Soy un niño de la guerra que no hice, tenía solo seis años cuando la hicieron otros y la padecimos todos los niños y niñas de mi generación. Nunca lo olvidaré, ni quiero que la olviden quienes disfrutan hoy de la paz sin saber nada de aquello. Por eso he escrito un libro, para decir de viejo lo que padecí de niño. Su título es Recuerdos para la paz. Creo que el pasado solo sirve ya si es que sirve para la paz, ¿para qué si no? Sólo si lo ponemos al servicio de la esperanza vale como recuerdo para el acuerdo y la concordia. Para entendernos hablando. No he pretendido dar a entender a nadie lo que nunca entendí: la guerra, aquella guerra. Y menos si cabe desentenderme de ella. Comprendo al que calla por respeto a las víctimas de acá y de allá -que las hubo en ambas partes- pero nunca al que calla porque las olvida. Lo que pretendí con mi libro ha sido sólo dar a entender que podemos entendernos todos y estar de acuerdo para que nunca suceda lo que no entendemos: lo que nunca debió suceder, aquella barbaridad.

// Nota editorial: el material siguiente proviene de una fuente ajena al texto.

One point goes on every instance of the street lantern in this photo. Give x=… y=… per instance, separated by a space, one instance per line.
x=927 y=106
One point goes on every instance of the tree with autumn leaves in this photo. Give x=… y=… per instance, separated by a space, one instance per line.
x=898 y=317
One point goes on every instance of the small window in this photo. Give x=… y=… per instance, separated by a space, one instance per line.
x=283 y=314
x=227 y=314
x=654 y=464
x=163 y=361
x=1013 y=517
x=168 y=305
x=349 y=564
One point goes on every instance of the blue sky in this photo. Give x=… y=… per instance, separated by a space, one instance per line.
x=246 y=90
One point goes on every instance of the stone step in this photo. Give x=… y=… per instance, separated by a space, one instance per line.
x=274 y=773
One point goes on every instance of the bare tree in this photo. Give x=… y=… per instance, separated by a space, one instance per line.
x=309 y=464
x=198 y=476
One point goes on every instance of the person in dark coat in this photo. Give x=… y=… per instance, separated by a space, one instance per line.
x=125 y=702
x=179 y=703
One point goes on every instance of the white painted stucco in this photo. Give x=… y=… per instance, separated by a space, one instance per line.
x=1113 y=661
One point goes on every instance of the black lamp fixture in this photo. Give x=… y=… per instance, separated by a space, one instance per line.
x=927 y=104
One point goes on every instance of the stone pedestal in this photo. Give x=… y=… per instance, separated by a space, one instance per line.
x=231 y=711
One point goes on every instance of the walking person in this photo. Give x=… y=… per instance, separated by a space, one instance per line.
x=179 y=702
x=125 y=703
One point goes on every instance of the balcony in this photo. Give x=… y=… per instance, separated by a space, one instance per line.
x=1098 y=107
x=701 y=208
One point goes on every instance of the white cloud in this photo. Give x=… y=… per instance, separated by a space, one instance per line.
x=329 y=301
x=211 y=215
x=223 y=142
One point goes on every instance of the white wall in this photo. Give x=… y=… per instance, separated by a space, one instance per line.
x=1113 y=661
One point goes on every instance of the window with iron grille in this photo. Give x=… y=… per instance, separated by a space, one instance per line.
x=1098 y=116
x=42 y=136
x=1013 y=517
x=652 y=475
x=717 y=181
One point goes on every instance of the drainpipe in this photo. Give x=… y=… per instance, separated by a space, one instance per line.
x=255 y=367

Estoy de acuerdo y aplaudo la promesa que acaba de hacer Adolfo, el hijo de Adolfo Suárez: «Prometo que una de las cosas que haremos será lograr que se conserve y se guarde en la memoria este lugar (Belchite), y que sea un memorial a la concordia y no al enfrentamiento que se vivió aquí». No le votaré, pero estoy de acuerdo y lo tendré en cuenta llegado el caso. Me declaro socialista, pero lo cortés no quita lo valiente y la concordia está por encima de los partidos. O entre ellos, que viene a ser lo mismo. Comparto igualmente su denuncia de la incitación a «jugar con el odio» por parte de algunos políticos que, además, siendo hijos de la Transición no conocieron la guerra civil en España. No sin recordar a la sazón lo que pidió a los españoles el presidente de la II República, Manuel Azaña, en 1938 cuando ya se había consumado el «desastre» de Belchite: que cuando de nuevo les hierva «la sangre iracunda se acuerden de los muertos y escuchen su lección».

No es la sangre lo que ha de hervir en España ni está el horno para bollos. No es eso lo que hay que hacer. Y tampoco olvidar lo que se hizo. A todas las víctimas de la guerra les debemos la paz. No es honesto disfrutar de la paz ni posible vivir en paz si lo olvidamos.

«El muerto al hoyo y el vivo al bollo», ese dicho no es lo que se dice un buen consejo. Es tóxico, no es comestible, es una caca. Ese bollo no es pan bendito, no es inocente , y un asesino en ciernes quien pasa del dicho al hecho: del grito, al mordisco. En cambio entiendo que podemos y debemos todos entender que no debemos desentendernos de lo que pasó. Si queremos entendernos al menos para que nunca vuelva a pasar aquello que no entendemos: la guerra que fue y nunca debió haber sido. Recordar para acordar, acordar para concordar. Es la concordia siempre y nunca el rencor y la incordia lo que necesitamos.